The American Medical Association (AMA) on Tuesday revealed that its delegates voted in favor of trying to stop ICD-10.
"The implementation of ICD-10 will create significant burdens on the practice of medicine with no direct benefit to individual patients' care," Peter W. Carmel, MD, AMA president said in a prepared statement.
[See also: Hospitals struggle with switch to ICD-10]
At the 65th Interim Meeting of the AMA in New Orleans, in fact, “the AMA House of Delegates voted to work vigorously to stop implementation of ICD-10,” primarily on the grounds that the “timing could not be worse” for this “massive and expensive undertaking” brings too little benefit to physicians, and will prove disruptive as they also work to implement EHRs and demonstrate meaningful use.
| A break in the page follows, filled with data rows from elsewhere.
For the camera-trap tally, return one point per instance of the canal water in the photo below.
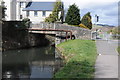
(30, 63)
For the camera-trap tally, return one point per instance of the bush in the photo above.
(83, 26)
(73, 15)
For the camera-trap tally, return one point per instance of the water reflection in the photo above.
(29, 63)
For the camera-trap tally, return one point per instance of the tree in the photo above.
(73, 15)
(3, 8)
(58, 7)
(86, 20)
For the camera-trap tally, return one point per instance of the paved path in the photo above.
(107, 60)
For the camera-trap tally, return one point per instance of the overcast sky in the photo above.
(107, 10)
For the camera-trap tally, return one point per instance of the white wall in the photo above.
(38, 18)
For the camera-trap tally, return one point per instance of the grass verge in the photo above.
(80, 57)
(118, 49)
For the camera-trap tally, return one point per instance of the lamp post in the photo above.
(96, 20)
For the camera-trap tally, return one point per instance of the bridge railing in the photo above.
(43, 25)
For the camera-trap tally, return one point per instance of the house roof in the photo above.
(39, 6)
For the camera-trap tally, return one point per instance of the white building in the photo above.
(35, 11)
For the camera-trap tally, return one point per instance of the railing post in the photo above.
(66, 35)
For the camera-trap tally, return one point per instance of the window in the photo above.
(21, 4)
(44, 13)
(28, 13)
(35, 13)
(20, 16)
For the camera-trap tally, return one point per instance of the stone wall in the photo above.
(79, 33)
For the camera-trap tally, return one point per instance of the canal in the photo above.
(30, 63)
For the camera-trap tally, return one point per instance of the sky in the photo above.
(107, 10)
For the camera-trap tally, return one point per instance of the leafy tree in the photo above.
(86, 20)
(26, 22)
(73, 15)
(3, 8)
(58, 7)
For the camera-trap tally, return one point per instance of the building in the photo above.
(35, 11)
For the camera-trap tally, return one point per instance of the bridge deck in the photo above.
(58, 30)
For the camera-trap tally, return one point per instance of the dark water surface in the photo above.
(30, 63)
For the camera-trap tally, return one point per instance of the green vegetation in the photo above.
(80, 57)
(58, 7)
(86, 20)
(116, 32)
(73, 15)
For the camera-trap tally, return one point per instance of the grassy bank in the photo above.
(80, 56)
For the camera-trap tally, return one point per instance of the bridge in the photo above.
(59, 30)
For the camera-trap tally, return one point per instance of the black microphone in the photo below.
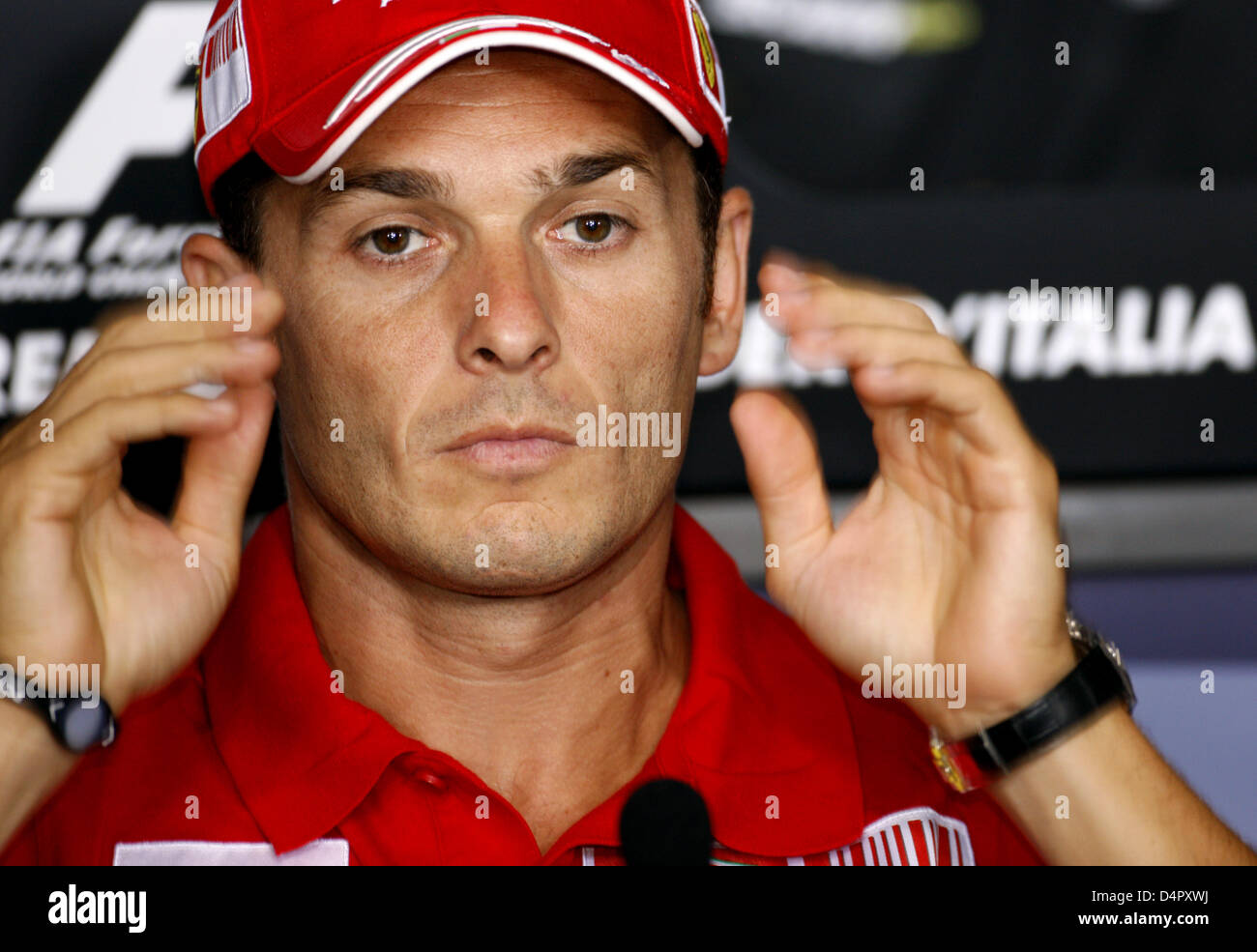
(665, 824)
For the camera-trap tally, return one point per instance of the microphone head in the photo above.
(665, 824)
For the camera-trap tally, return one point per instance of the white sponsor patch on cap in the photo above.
(225, 84)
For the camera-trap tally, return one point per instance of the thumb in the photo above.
(784, 474)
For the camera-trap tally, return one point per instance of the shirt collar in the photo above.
(761, 715)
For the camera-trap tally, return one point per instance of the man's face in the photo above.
(485, 272)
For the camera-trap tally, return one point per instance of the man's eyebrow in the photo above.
(585, 167)
(420, 185)
(415, 184)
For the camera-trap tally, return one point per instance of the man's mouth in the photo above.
(511, 448)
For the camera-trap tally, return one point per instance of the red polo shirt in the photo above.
(249, 758)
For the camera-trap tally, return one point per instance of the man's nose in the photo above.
(506, 326)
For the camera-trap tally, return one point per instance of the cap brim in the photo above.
(395, 73)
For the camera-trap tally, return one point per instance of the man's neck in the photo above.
(554, 701)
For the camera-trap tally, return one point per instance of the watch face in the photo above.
(946, 765)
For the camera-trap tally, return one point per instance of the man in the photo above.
(470, 633)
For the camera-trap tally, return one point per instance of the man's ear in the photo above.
(209, 261)
(721, 324)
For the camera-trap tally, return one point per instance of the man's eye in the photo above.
(591, 229)
(394, 240)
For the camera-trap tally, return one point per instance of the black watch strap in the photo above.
(1094, 682)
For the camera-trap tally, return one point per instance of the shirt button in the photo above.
(432, 780)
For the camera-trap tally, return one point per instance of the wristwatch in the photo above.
(1097, 679)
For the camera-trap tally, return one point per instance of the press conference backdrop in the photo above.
(1095, 159)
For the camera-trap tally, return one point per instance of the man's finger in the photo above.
(975, 401)
(219, 471)
(809, 302)
(854, 346)
(136, 370)
(784, 474)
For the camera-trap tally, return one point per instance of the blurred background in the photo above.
(967, 154)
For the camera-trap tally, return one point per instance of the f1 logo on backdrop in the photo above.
(136, 108)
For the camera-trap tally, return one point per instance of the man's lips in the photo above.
(514, 448)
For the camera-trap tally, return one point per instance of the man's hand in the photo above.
(950, 556)
(86, 575)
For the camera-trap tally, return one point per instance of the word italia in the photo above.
(74, 909)
(914, 680)
(617, 428)
(172, 303)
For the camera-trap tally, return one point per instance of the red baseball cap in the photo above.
(298, 80)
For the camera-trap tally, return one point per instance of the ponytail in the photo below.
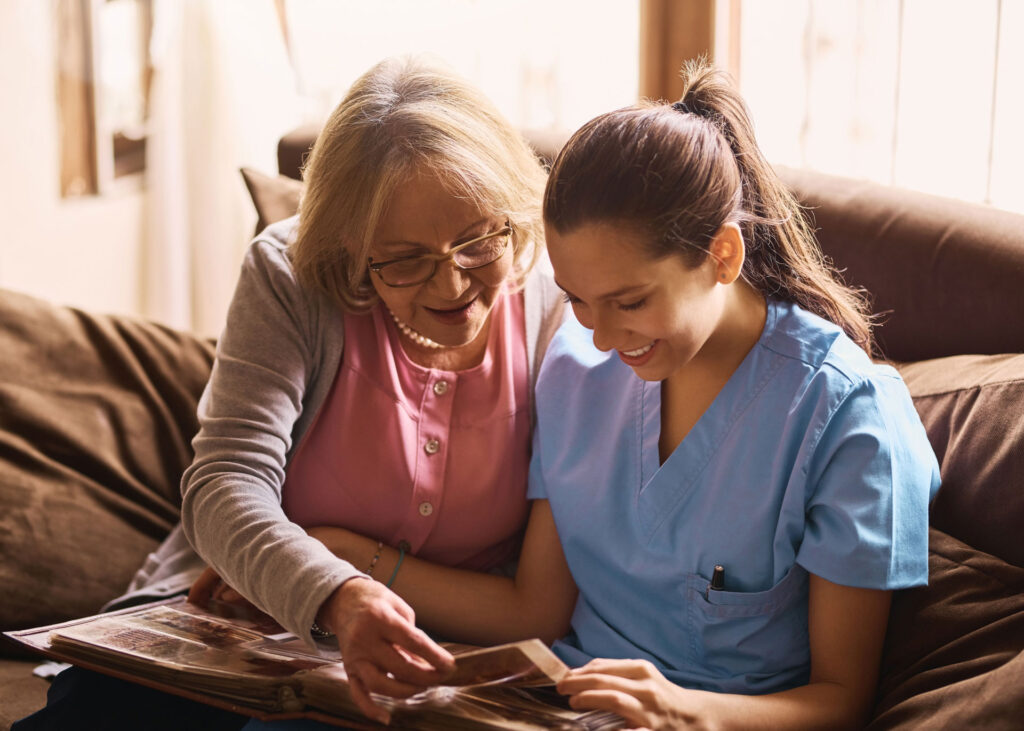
(678, 172)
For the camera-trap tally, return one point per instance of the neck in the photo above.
(429, 353)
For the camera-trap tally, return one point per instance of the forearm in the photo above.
(247, 539)
(470, 606)
(817, 705)
(463, 605)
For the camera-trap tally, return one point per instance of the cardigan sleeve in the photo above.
(231, 512)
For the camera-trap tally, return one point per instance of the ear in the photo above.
(727, 251)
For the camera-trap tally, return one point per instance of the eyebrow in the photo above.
(608, 295)
(462, 234)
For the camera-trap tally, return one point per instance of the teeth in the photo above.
(637, 353)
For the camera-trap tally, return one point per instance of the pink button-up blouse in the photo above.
(435, 458)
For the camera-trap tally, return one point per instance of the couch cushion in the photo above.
(973, 410)
(20, 692)
(275, 198)
(954, 649)
(96, 416)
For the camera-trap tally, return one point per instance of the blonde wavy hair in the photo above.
(408, 114)
(679, 172)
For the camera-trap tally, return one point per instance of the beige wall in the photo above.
(83, 252)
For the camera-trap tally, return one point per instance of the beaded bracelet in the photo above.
(402, 548)
(320, 633)
(377, 556)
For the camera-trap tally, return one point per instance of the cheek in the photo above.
(396, 299)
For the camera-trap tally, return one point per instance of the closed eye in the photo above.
(634, 305)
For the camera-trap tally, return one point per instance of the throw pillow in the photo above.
(275, 198)
(954, 649)
(96, 419)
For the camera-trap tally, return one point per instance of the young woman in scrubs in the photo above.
(720, 470)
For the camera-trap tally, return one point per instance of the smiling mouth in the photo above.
(453, 310)
(639, 351)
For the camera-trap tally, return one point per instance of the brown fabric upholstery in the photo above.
(944, 274)
(973, 409)
(948, 273)
(954, 649)
(24, 693)
(293, 149)
(96, 416)
(275, 198)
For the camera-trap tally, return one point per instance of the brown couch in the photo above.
(96, 413)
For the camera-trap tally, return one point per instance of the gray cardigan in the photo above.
(275, 362)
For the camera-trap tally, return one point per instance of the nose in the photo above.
(449, 281)
(604, 332)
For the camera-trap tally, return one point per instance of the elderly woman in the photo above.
(375, 374)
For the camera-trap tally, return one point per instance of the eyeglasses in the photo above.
(412, 270)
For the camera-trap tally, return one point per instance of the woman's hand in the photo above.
(637, 691)
(383, 650)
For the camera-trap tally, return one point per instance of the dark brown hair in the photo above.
(678, 172)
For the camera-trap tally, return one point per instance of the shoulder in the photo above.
(821, 359)
(573, 370)
(269, 250)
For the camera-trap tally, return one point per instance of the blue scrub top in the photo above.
(811, 459)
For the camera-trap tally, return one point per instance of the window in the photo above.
(546, 65)
(924, 94)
Citing a 2008 study, AMA explained that projected costs of converting to the unfunded code sets mandate will cost even a three-physician practice $84,000 and slightly more than $285,000 for a 10-physician group.
[See also: Scared of ICD-10? ICD-11 is in the wings]
During the interim meeting the resolution was first introduced by Alabama and Mississippi delegations, the American Association of Clinical Urologists and the American Urological Association.
"ICD-10 does nothing to improve care of patients," said Mobile, Ala., urologist Jeff Terry, MD, a delegate for the Medical Association of the State of Alabama, according to an amednews report.
As part of its statement, AMA explained that it “will continue working to help physicians keep their focus where it should be – on their patients."